Print version ISSN 1681-150X

SA orthop. j. vol.11 no.2 Pretoria Apr. 2012

 

EXPERT OPINION ON PUBLISHED ARTICLES

 

Casebook Vol 20 No 1 January 2012

 

 

Reviewer: Prof Johan Walters
Dept of Orthopaedics
University of Cape Town
Tel: (021) 404-5118

 

 

An on-line publication of the Medical Protection Society at www.medicalprotection.org

Although this may not be seen as popular reading, these three cases from the MPS periodic publication Casebook highlight areas in our clinical practice where we may easily fall short of what can be considered acceptable practice.

'An unfortunate prescription' highlights the use of NSAIDs for chronic knee pain with other medication that may be associated with potentially adverse effects.

In the case reported, an obese female with chronic knee pain is treated by her practitioner, Dr A, with diclofenac. She then re-consults Dr A with dyspepsia which he attributes to the use of the NSAID and discontinues its use. A few years later she is seen and treated by Dr B for depression for which he prescribes Prozac, a SSRI (selective serotonin reuptake inhibitor). Shortly thereafter she is again seen by Dr B for back pain for which she was given a NSAID in addition to the Prozac. Within 10 days she represented with a major gastric bleed requiring prolonged hospitalisation and complicated recovery. The medical legal proceedings concluded that the 'large ulcer was attributable to NSAID use in a patient who had previously experienced dyspepsia while on NSAID, her risk being further increased by the concurrent use of an SSRI.

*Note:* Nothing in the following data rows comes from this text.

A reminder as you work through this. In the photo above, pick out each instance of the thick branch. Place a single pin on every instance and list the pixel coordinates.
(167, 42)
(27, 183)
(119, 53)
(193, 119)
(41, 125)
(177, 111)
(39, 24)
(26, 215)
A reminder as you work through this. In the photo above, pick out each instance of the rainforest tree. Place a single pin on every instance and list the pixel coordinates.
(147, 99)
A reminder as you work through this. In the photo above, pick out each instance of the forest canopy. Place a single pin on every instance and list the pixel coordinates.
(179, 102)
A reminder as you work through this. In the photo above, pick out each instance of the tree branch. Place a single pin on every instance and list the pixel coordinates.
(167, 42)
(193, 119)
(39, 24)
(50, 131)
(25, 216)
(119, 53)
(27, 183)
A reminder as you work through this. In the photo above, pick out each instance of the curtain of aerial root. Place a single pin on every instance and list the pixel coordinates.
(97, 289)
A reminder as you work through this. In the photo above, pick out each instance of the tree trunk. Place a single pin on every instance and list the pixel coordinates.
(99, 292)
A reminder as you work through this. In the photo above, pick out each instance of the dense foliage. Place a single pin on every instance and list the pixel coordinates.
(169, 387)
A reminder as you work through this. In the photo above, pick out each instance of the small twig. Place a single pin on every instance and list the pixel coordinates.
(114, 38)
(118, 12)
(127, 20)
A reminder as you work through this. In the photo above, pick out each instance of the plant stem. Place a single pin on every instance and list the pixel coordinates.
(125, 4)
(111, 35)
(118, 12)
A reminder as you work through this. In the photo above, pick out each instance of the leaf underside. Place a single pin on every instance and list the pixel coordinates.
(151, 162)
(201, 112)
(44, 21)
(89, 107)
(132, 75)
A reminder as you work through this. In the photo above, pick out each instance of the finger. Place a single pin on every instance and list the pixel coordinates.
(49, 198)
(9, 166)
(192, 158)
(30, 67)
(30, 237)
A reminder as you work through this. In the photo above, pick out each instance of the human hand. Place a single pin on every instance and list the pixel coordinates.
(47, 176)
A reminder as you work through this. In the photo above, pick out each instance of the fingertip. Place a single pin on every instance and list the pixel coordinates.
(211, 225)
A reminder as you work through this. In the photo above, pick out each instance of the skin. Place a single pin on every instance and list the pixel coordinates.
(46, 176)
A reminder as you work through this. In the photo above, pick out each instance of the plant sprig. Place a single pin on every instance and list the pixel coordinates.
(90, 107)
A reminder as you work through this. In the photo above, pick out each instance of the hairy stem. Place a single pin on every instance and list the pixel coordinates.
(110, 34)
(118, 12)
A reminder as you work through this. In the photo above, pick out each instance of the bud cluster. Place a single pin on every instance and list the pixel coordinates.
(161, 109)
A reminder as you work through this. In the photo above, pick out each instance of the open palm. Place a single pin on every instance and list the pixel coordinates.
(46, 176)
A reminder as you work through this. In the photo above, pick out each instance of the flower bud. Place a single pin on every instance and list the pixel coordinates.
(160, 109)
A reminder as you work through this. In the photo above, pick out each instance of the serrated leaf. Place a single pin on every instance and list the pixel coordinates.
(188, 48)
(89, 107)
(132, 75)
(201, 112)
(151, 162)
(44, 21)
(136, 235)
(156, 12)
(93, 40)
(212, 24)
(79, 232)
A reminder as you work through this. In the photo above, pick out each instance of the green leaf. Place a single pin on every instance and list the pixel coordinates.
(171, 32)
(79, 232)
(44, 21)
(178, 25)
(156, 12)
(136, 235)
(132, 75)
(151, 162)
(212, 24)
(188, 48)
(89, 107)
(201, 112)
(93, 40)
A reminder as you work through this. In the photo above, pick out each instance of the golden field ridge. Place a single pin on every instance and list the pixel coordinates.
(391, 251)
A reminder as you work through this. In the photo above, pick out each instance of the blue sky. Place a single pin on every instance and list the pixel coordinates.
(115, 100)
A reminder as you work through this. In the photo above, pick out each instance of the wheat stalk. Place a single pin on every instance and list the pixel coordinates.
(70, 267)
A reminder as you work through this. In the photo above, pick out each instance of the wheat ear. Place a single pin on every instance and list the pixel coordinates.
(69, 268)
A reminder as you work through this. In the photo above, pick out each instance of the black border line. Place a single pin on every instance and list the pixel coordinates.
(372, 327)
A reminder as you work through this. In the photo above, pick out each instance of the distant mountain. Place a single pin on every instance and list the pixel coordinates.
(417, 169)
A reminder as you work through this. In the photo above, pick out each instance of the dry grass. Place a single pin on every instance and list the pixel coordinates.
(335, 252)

The case could not be defended on the basis that the association between the use of the NSAID and the potentiation of an ulcer diathesis was not recognised and was settled for a moderate amount.

The 'learning points' from this case include:

1. The need to clearly record adverse reactions in clinical notes. This is more applicable to institutions such as public hospitals where patients are frequently seen by different practitioners on subsequent consultations.

2. The importance of taking a full history on every case when seeing a patient for the first time.

3. The need to communicate with other health professionals involved in the care of a patient.

4. The importance of the responsibility on the treating doctor for understanding the adverse effects and interactions of all medications prescribed.

This also has relevance with requests for 'repeat prescriptions' of medication for conditions beyond the scope of one's practice. Be careful.

'Symptoms don't add up' stresses the importance of ensuring that the signs and symptoms at presentation can be adequately explained.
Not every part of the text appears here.